Dirapuk Monastery is visible through the notch in the valley. Perhaps this is why the monastery is sited where it is.
| Dirapuk Seen from the Glacier Valley |
The best views doesn't come till I am almost back to the river.
| Clearest Views of Mount Kailas |
I cross the river by the other bridge this time (the one we will take tomorrow on our way to Drolma La).
| East Bridge to Dirapuk |
In my absence the five-year-old daughter of one of our porters has 'adopted' a baby goat and made friends with one of the young monks.
| Guide with Young Monk Friend and Baby Kid |
Down in the valley teams of workers are working furiously to finish some new accommodations for pilgrims before winter comes.

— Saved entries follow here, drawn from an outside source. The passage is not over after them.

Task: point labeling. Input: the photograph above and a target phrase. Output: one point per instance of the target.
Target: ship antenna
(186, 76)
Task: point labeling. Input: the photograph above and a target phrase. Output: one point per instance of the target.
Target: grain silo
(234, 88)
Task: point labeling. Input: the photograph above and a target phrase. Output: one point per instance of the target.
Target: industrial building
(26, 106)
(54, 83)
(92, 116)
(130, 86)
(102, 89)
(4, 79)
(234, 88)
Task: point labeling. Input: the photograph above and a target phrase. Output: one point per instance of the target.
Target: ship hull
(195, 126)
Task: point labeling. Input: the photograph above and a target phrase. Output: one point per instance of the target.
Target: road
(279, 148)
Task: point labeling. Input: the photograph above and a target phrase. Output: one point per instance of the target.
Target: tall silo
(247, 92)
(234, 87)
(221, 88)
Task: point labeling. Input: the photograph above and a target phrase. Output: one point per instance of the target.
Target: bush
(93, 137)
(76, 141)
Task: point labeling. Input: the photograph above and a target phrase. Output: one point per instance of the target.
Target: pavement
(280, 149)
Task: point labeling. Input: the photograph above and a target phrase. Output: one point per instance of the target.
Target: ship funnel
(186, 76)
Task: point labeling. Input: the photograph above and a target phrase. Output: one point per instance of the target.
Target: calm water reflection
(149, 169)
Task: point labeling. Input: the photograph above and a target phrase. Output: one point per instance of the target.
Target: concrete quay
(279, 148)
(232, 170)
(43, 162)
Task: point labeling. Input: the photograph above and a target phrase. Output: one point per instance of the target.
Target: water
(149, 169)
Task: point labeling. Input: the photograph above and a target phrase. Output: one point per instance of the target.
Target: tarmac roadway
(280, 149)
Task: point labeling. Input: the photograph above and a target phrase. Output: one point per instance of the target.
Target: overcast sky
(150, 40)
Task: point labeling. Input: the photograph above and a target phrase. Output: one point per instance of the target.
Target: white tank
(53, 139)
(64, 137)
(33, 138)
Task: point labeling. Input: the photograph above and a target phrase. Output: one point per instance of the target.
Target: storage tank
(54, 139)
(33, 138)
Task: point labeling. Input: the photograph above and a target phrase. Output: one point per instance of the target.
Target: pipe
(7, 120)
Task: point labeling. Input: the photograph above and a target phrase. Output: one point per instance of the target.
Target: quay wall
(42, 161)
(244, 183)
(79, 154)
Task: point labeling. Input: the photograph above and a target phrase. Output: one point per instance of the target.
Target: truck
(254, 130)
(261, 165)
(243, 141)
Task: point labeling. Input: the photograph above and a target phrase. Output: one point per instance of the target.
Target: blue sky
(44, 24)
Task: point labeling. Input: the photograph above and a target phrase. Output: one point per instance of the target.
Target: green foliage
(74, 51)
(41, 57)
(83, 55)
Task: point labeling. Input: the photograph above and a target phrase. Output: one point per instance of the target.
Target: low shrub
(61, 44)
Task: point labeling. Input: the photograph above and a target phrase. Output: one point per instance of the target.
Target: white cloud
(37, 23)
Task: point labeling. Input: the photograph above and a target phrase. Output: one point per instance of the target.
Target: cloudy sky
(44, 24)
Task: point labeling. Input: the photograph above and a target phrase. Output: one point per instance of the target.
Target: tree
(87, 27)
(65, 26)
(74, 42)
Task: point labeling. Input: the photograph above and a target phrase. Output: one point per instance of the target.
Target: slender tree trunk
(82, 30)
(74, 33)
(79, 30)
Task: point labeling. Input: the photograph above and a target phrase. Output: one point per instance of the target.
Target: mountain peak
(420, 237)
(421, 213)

| Building Work Below Dirapuk |
Pablo is a fairly serious photographer and is in search of the perfect, cloud-free photo of Kailas, what he refers to as the 'money shot' (a term of course normally associated with the world of video porn). The closest we get to a money shot comes just as the sun is setting:
| Money Shot(?) |
In the evening we meet Roger, the organizer (if that's not too strong a word) of our tour (if you can really call it that), in the monastery kitchen. He is guiding another, pricy, full-service tour around the mountain. His group are camped down by the river, but he has left them to their own devices for the evening because he personally would rather be up here in the monastery. His appearance is even more wild than my own (I hope!), and he has an intense three-quarters-mad thousand-yard stare in his eyes. He is planning to make it around the mountain fifteen times this year if his body holds up. On the way here we were wondering if we should try and contact him about our transportation problems, but as soon as we see him we realize that nothing could interest him less - he doesn't even care about the group he is guiding, why would he care about us? All he cares about is the mountain and enlightenment. Roger doesn't give a shit even more profoundly than Rene of Shigatse Travel, but I like him far better. If I were to run a business, this is how I would probably do it, unfortunately.
The nuns are still scurrying about serving all of us: my half-hearted offers to help are brushed away. This small detail clinches a feeling that has been growing on me for some time - that the Tibetans would do well to get down on their knees every morning and thank the Chinese for liberating them from a backward and oppressive feudal society. I say this of course with all sympathy for the many innocent victims of the Chinese revolution, and with all respect for everyone's right to their own cultural identity and religious practice.
I learned a while ago that most Tibetans are racist, in the low-key, almost unnoticeable
ethnocentric style that enables Thais, for example, to quietly oppress the hill tribes on their Northern border. That the Tibetans are not currently oppressing anyone is not due to any virtue on their part but to their lack of power over others. They're not personally to blame - it's not a lifestyle choice, it's what a thousand years of insular feudalism instills in you. It's a racism without obvious external trappings - no lynchings or burning crosses - but that doesn't make it harmless. Now I'm being exposed to their sexism as well.
I decided I decided quite some time back that, much as I admire the Dalai Lama personally, I could no longer support his restoration as ruler of Tibet. These people may mean well but they have too many blind spots from their feudal history. How would they treat the Chinese inhabitants of Tibet? Mass deportations?